Pierre Louis Victor Devos - Arthur Léon Fourmantin - Auguste Pierre Huret -

Louis Eugène Janssoone - Louis Gustave Robert Lathouwer

Eugène Hippolyte Legrand - Ernest Georges Norbert

Pierre Victor Norbert - Jacques Louis Noyez -Augustin François Pillaert

Armand Antoine Schabanel -Louis Augustin Smette - Henri Jacques Versaelle

Edouard Joseph Weus - André Marie Louis Widhen

 

Commandant du remorqueur : Joseph Emile Noedts

 

Armement du Progrès

 

Dunkerque

Le trois-mâts américain HARMONY, de New-York, jaugeant 640 tonneaux, ayant rompu ses chaînes par suite d’une violente tempête d’ouest-nord-ouest, mer très grosse, est venu s’échouer vers trois heures et demie du soir à proximité de Ghyvelde.

Le capitaine du port de Dunkerque donna l’ordre d’armer le canot de sauvetage SUSAN GRAY qui sortit, à quatre heures trente à la remorque du PROGRES, sous la conduite du patron Lavie. Voici un extrait du rapport que celui-ci a fait au sujet de cette sortie.

Le 14 octobre, vers trois heures et demie du soir, un trois-mâts anglais qui était au mouillage sur la rade de Dunkerque, par suite de la tempête qui soufflait du ouest-nord-ouest et du courant de flot, chassa sur ses ancres et fut drossé sur le banc de Tragepegeer.

Le canot de sauvetage fut armé pour chercher à sauver les hommes du navire en danger, je fis rallier l’équipage du canot, et je pris la remorque du remorqueur Progrès, capitaine J. Noedts.

Vers quatre heures trente minutes, nous passions à l’entrée du port, le remorqueur reçut un coup de mer qui le couvrit en entier, le canot de sauvetage reçut le même coup de mer, mais heureusement, j’avais fait amarrer les hommes, sans cela certainement plusieurs eussent été enlevés par la mer.

Nous réussîmes à prendre le large et à nous diriger vers l’Est, grâce aux soins et aux bonnes manœuvres du capitaine Noedts, qui avait modéré sa vitesse pour que le canot ne se remplisse pas.

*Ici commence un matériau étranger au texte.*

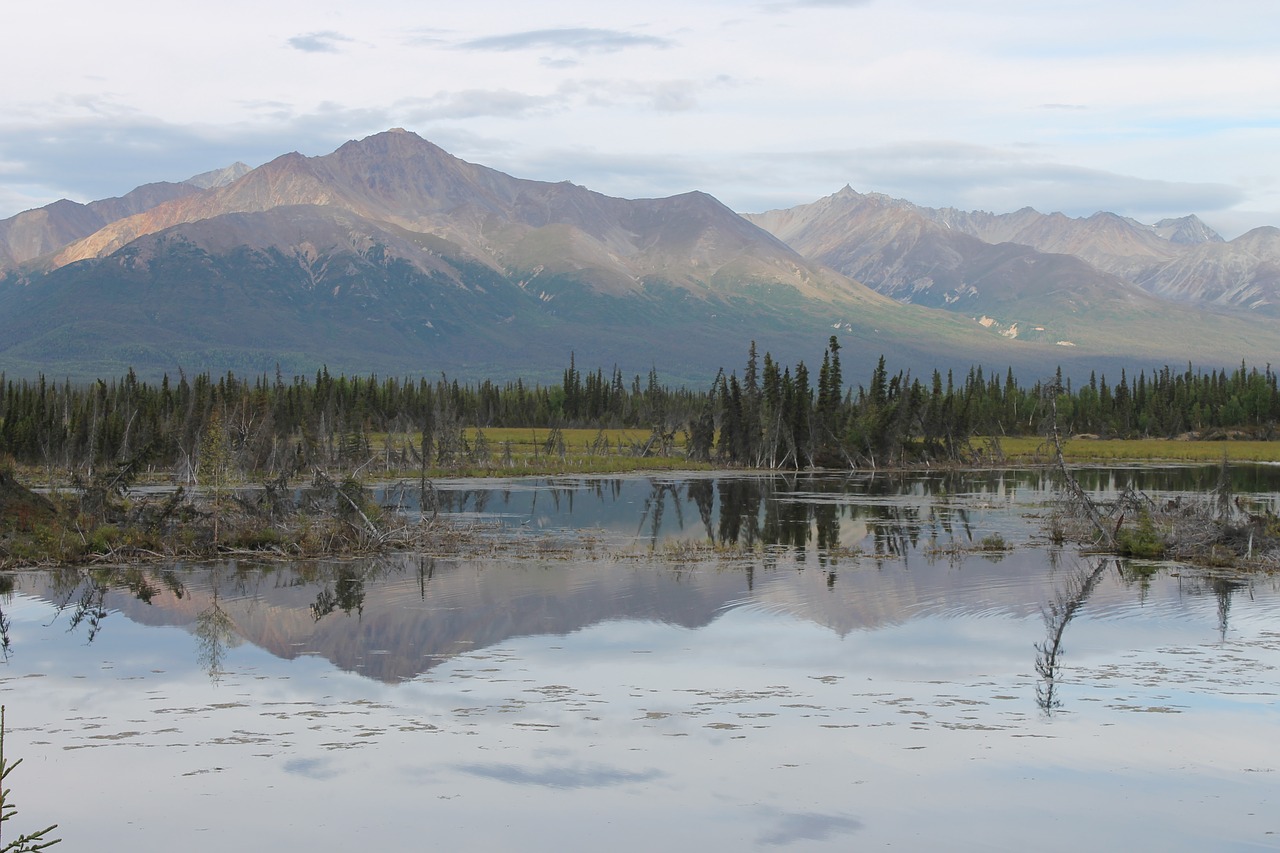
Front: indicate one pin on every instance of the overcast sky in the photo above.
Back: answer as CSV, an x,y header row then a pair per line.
x,y
1147,109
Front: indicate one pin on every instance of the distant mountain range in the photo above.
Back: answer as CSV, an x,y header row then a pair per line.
x,y
391,255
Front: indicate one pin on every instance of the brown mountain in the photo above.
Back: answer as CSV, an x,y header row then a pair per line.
x,y
46,229
392,255
511,224
1180,260
1104,281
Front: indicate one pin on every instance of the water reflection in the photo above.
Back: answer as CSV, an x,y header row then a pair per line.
x,y
1069,597
215,630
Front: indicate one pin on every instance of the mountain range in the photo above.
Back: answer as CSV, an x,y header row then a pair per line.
x,y
391,255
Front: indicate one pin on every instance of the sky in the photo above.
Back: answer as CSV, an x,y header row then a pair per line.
x,y
1144,109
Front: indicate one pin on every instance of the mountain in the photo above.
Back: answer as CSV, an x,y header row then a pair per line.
x,y
1048,291
219,177
391,255
37,232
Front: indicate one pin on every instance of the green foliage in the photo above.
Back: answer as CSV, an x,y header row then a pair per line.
x,y
24,843
1142,539
993,542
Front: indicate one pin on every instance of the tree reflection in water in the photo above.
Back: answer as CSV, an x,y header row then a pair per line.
x,y
215,632
1059,611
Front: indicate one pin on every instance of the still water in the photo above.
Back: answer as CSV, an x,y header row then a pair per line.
x,y
673,662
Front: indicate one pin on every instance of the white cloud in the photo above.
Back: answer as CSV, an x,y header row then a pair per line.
x,y
1074,106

Malgré l’obscurité, les grains et la tempête, nous cherchâmes à nous diriger vers le navire en perdition. Vers cinq heures trente, la remorque cassa et je fus contraint de mouiller, mais l’ancre chassait toujours et le canot dériva ainsi jusque par le travers de Zuydcoote.

Le remorqueur chercha aussitôt à nous reprendre et ce ne fut qu’après plusieurs reprises que le canot put recevoir une nouvelle remorque. Je dus couper le câble de l’ancre après avoir amarré la remorque, car le temps était affreux, enfin ne voyant rien, la mer de plus en plus grosse et la tempête soufflant toujours, le capitaine du remorqueur et moi nous nous décidâmes à revenir au port.

Nous fîmes route ainsi pendant deux heures avec le vent debout et la grosse mer qui nous remplissait à tout instant, enfin nous atteignîmes l’entrée du port, là, le remorqueur reçut un nouveau coup de mer qui lui éteignit son fanal de tribord et vint malgré lui sur le cap au ouest-sud-ouest.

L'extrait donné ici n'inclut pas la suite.